Guide2026-05-06

Building a Production-Ready RAG System with Claude: From Basic to Advanced

Learn to build, evaluate, and optimize a Retrieval Augmented Generation (RAG) system with Claude. Covers basic setup, evaluation metrics, summary indexing, and re-ranking techniques.

Quick Answer

This guide walks you through building a RAG system with Claude, from a basic pipeline to advanced techniques like summary indexing and re-ranking. You'll learn to measure retrieval precision, recall, F1, MRR, and end-to-end accuracy, and see how targeted improvements boosted accuracy from 71% to 81%.

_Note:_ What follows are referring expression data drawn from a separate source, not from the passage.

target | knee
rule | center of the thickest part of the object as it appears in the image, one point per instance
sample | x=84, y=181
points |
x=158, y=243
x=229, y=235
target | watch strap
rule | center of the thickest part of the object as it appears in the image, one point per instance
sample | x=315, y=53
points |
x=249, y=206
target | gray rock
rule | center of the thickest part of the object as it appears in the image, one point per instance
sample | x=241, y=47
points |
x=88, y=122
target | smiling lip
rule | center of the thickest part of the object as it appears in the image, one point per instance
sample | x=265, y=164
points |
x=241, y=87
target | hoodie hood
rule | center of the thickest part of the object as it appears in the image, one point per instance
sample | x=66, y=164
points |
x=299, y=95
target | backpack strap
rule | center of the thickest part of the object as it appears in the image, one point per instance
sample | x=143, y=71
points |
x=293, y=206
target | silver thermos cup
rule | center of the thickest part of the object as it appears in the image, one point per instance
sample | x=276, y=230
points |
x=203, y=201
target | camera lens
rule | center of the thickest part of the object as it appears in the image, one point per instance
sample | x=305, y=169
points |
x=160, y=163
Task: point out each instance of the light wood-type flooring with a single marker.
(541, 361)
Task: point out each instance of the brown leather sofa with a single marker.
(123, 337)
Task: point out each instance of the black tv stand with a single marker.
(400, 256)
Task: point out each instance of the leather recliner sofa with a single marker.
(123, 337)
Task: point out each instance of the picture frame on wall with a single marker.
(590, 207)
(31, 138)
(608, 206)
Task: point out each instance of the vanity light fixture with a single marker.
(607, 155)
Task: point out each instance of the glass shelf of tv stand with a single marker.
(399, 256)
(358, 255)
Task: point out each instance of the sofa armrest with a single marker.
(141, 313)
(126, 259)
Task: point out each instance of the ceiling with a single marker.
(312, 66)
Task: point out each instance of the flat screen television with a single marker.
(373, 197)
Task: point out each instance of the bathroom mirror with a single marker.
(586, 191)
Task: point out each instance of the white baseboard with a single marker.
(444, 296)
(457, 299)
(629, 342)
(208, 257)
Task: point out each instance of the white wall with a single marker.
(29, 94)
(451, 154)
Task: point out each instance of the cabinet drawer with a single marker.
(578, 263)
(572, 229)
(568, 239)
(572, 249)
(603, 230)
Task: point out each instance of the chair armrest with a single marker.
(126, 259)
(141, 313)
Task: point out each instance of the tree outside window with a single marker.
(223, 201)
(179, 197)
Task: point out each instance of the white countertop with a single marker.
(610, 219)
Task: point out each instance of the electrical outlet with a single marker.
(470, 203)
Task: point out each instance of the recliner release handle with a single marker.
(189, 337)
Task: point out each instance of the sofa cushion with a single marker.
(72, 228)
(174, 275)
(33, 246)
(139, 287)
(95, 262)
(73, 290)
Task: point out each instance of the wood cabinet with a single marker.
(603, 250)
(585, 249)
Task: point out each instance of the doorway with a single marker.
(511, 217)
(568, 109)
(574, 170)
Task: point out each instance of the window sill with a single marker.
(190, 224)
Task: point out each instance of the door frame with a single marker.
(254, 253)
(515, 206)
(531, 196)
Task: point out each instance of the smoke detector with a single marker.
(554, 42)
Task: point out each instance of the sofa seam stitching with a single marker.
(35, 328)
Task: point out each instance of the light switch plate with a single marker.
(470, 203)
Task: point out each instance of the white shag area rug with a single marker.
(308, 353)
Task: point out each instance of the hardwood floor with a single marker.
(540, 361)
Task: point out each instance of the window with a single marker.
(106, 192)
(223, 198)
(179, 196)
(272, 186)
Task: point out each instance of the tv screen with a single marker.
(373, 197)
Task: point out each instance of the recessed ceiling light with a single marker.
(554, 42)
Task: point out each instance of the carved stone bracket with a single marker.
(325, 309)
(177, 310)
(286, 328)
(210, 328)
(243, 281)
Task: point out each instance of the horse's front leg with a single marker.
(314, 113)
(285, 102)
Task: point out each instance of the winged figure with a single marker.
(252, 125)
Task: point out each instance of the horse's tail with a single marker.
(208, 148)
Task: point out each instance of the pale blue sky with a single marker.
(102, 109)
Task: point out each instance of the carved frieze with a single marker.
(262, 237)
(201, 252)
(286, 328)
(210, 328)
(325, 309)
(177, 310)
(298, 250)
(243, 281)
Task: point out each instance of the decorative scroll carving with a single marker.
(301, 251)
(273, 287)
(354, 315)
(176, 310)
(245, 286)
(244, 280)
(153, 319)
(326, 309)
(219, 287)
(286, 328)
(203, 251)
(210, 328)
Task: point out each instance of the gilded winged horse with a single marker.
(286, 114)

RAGClaudeRetrieval Augmented GenerationEvaluationVoyage AI

Building a Production-Ready RAG System with Claude: From Basic to Advanced

Claude excels at general-purpose language tasks, but when you need answers grounded in your proprietary knowledge base—internal documentation, customer support articles, or financial reports—you need Retrieval Augmented Generation (RAG). RAG bridges the gap between Claude's broad capabilities and your specific domain context.

In this guide, we'll build a RAG system using Claude and Voyage AI embeddings, using the Claude Documentation as our knowledge base. We'll start with a basic "naive" pipeline, then layer in advanced techniques like summary indexing and re-ranking. Along the way, we'll build a proper evaluation suite to measure what matters.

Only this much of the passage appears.